- Massenburg Plantation
- U.S. National Register of Historic Places
- Location: Address Restricted; also 821 NC 561, near Louisburg, North Carolina
- Coordinates: 36°7′6″N 78°16′8″W﻿ / ﻿36.11833°N 78.26889°W
- Area: 24 acres (9.7 ha)
- Built: c. 1820, 1838, c. 1910
- Built by: Jones, William
- Architectural style: L-shaped, Bungalow/craftsman
- NRHP reference No.: 75001270, 00000225 (Boundary Increase)
- Added to NRHP: July 30, 1975, March 15, 2000 (Boundary Increase)

= Massenburg Plantation =

Historic house in North Carolina, United States

Massenburg Plantation, also known as Woodleaf Plantation, is a historic plantation house located near Louisburg, Franklin County, North Carolina. The property encompasses 10 contributing buildings, 1 contributing site, and 1 contributing structure.

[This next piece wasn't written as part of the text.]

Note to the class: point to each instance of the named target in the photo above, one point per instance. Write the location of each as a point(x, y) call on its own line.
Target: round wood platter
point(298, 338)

The main house reached its present form in 1838, and is a simple two-story L-shaped dwelling, with a rear two-story wing. It is four bays wide and features a stone block chimney. The property is currently owned by Bill Lord and Sue Guerrant. The property also includes the contributing plantation office, smokehouse, cotton gin, storage building, hen house, 1 1/2-story Perry House bungalow (c. 1910), and Overseer's House ruins (c. 1832).

It was listed on the National Register of Historic Places in 1975, with a boundary increase in 2000. The property is currently owned by a descendant of the slaves.